Preference shares took centre stage on the financial pages and Aviva press cuttings during March. It looks like we haven’t seen the end of the shenanigans with reports of further FCA digging. So what was all the fuss about?
Firstly, a bit of relevant background. These preference shares look like a bond (pay coupons) but have no fixed maturity i.e. are irredeemable. They also look like equity, carrying voting rights. Issued back in the early 1990s, at the time they added to the capital of the issuer and have traded like ultra-long bonds. Indeed as the instruments were issued with dividends (coupons) in the ball park of 8%, it is no surprise they have traded materially above their 100 issue price. The Aviva 8.625% bond was trading at 175 before the Aviva announcement.
So why did Aviva make its proposal to cancel these preference shares? Since the financial crisis there have been myriad changes to banking regulation and one of the outcomes of this is that these preference shares are not as useful as they were in counting towards capital as set down by regulators. Thus, Aviva, not unreasonably, sought to figure out how it could redeem the irredeemable preference shares.
Nothing wrong so far except for the plan. The plan proposed was in essence to amalgamate the voting rights of ordinary shareholders with those of the preference shareholders, ensuring the preference shareholder voice was drowned. Or put another way: propose a legal scheme by which the small minority (the preference shares) who are receiving those 8.625% coupons are made to vote equally with the vast majority of shareholders, who are in essence paying the 8.625% coupons. Good for ordinary shareholders because the proposition was to buy the preference shares back at 100 – where they were issued over 20 years ago – rather than the current market price of 175.

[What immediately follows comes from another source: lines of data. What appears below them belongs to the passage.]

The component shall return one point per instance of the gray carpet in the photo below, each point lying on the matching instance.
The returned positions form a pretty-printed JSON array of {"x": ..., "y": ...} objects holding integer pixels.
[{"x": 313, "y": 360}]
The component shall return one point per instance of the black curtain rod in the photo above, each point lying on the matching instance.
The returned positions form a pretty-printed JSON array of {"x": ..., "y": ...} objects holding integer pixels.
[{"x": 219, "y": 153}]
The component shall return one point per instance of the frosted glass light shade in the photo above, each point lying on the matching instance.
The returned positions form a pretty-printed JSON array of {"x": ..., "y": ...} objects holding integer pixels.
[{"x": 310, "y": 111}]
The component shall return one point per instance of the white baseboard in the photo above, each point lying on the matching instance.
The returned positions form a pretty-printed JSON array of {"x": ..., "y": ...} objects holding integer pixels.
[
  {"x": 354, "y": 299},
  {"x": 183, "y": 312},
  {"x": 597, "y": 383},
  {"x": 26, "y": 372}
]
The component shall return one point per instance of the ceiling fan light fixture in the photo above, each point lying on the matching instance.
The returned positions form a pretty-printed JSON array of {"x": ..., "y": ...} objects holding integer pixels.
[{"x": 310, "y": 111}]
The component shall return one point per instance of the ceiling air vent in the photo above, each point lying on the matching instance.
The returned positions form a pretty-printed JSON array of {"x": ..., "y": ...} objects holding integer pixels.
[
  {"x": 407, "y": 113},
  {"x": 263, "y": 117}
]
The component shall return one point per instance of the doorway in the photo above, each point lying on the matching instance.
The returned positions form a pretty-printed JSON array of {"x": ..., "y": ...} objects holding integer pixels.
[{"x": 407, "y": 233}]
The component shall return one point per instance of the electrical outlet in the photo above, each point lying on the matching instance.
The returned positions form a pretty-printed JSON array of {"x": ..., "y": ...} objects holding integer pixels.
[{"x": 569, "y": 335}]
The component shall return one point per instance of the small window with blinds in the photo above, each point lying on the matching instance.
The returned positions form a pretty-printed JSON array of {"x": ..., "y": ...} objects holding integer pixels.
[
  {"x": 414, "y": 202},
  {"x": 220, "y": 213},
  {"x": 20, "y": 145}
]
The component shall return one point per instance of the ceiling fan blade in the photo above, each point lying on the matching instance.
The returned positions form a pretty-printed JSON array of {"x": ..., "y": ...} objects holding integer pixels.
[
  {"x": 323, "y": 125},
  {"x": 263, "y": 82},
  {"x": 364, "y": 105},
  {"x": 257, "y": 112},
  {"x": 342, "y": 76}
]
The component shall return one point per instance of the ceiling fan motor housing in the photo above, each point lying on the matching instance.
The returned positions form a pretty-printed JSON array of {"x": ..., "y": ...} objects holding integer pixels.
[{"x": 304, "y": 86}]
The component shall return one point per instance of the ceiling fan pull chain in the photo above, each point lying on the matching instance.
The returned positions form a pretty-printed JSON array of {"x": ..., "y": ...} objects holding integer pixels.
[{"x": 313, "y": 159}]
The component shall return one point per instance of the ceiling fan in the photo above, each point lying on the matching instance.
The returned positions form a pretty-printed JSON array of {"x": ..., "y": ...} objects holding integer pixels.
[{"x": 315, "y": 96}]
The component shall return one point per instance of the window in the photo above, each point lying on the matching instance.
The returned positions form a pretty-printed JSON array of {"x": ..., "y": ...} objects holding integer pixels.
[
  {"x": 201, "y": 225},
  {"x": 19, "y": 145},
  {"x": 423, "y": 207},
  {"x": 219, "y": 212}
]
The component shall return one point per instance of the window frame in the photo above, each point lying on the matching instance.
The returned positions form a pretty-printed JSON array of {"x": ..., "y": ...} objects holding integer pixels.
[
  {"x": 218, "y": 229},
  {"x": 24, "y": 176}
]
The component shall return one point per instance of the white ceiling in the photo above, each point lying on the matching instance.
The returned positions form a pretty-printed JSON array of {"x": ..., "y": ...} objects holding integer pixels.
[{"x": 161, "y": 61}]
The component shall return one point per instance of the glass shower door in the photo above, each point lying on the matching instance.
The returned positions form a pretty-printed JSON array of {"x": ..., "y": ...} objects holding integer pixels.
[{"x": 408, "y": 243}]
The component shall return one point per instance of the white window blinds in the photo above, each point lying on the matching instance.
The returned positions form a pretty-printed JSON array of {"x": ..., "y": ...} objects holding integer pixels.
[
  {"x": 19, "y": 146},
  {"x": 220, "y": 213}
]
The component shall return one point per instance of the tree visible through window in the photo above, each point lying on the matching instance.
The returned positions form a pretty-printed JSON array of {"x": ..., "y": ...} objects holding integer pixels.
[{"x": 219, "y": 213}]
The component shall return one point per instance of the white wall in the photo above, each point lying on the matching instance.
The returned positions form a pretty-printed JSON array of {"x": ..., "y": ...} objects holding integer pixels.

Even more succinctly, the scheme proposed a compulsory property purchase at 1990s prices (100) rather than today’s price (175). How could that “clever” scheme have been proposed? Who thought that that could be a good idea for ALL stakeholders? Forced appropriation of assets at below market price isn’t the stuff of equitable governance. No wonder there was uproar; the proposal had all the hallmarks of inward looking self-interest and absence of broader scrutiny.